記者会見
岸田外務大臣臨時会見記録
(平成28年5月2日(月曜日)12時00分 於:タイ王国・バンコク チュラロンコン大学)
質疑応答
【記者】先ほどのスピーチの中で,大臣は「生きた」連結性というものを日本の協力のキーワードとして使われて,道路や橋を作って終わりにしないという協力をするというお話をされました。これは,同様にこの地域への関与を深める中国との違いというのを意識された言葉なのでしょうか。そのあたりの,この言葉にこめられた意義を教えていただければと思います。
【岸田外務大臣】別に中国を意識したというものではありません。要は日本の強みをしっかりとアピールするべきだという趣旨で申し上げさせていただきました。まずは良質なインフラ整備に努める,しかしそれだけではとどまらない,それをより効果的に活用するためには,さまざまな制度改革も必要だし人材育成も必要ですと,そういったソフト面が合わさることによって,良質なインフラがより効果的に活きてくる,これこそ日本の支援の強みであり特色である,こうした日本のありようについて説明をさせていただいた次第です。
【記者】別件で恐縮なんですけども,台湾が漁民保護を目的に沖ノ鳥島に巡視船を派遣しました。受け止めと今後の日本政府の対応を教えてください。
【岸田外務大臣】まず出港したということは承知をしております。こうした出港が行われたということについては遺憾なことであり,我が国として申し入れを引き続き行っています。我が国としては,国連海洋法上,沖ノ鳥島,島として認められていると考えていますし,排他的経済水域は存在すると考えています。台湾側の一方的な主張,独自の主張は受け入れられないと考えています。
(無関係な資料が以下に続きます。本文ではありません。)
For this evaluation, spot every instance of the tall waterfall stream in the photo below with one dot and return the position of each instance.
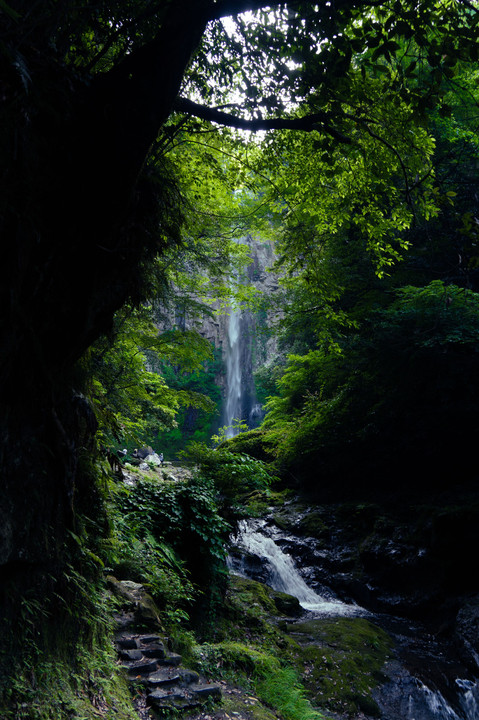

【記者】また別の話で恐縮ですけれども,一部報道で,京都大学の准教授が北制裁で制裁者リストにあがったという指摘,報道がありました。事実関係の確認と,もしそうだとしたら,日本のそういった技術に対して,北朝鮮の核・ミサイルが触手を伸ばしているということになりますけれども,どういうふうに防いでいった方がよいと思われますでしょうか。
【岸田外務大臣】まず,報道は承知しています。そして,我が国としては,すでに独自の措置を発表しているわけですが,この措置の対象となる核・ミサイル技術者につきましては,関係省庁からの情報を踏まえて,政府全体として総合的に判断する,こういったことになっています。ただ,これは従来いろいろな課題やケースにおける措置の時と同様に,個別具体的な人名ですとか内容については明らかにしない,これが従来からの方針です。よって,今回のケースにおいても,具体的な内容については控えたいと思います。
【記者】台湾に戻りますが,先ほどおっしゃった申し入れというのは,具体的に抗議ではなくてどの機関からどの機関に対して申し入れを行ったのでしょうか。
【岸田外務大臣】どの機関からどの機関というのは具体的には確認をいたしますが,先ほど申し上げました我が国の立場,考え方を説明をし,そして,このように台湾側から船が出航している,こういったことについては遺憾であるという考え方,こういったものを申し入れているというものだと承知をしています。
【記者】午前中,首相と表敬されたと思うんですけれども,具体的にはどのようなやりとりがあったかご紹介いただけますか。
【岸田外務大臣】プラユット首相とのやりとりですが,まずは二国間協力について意見交換を行いました。先方からタイの経済政策について説明があって,日本企業を大変重視している,こういった話がありました。さらなる投資環境整備に取り組みたい,こういったことでありました。私の方からは先ほど講演をさせていただきました「日メコン連結性イニシアティブ」,これについて説明をし,プラユット首相からも賛同を得た,こういったやりとりがありました。さらにはダウェー開発の話もありました。これはタイ,ミャンマー,日本,3カ国でしっかり協力をしていかなければならない,連携について引き続き努力をしていく,こういった点で一致をした,こういったことでありました。そして,その後に,海洋の安全保障に関して,ASEANとしっかりと協力していかなければならない,こういったことについて意見交換を行いました。そしてプラユット首相からは,たぶんこれは去年までなのか,ASEANにおける対中調整国をついこの間までタイが務めていた,こういったことがありましたので,その経験等について紹介もありました。いずれにせよ,国際法に基づいて対応していくべきである,国際法の重要性については一致できたと考えております。そして,プラユット首相からはタイの国内政治について説明がありました。私の方からは,8月に憲法案に対する国民投票が予定されていますが,こうした民政復帰のプロセスが進むことについて期待を申し上げた,そんなやりとりがありました。大きくいってその3点でしょうか。
【記者】海洋安保のところは大臣の方からタイに改めてASEANの一体性の強化に向けて積極的な役割を果たしてほしいというような要請はされたという理解でよろしいでしょうか。
【岸田外務大臣】ASEANの一体性は重要であるということは申し上げました。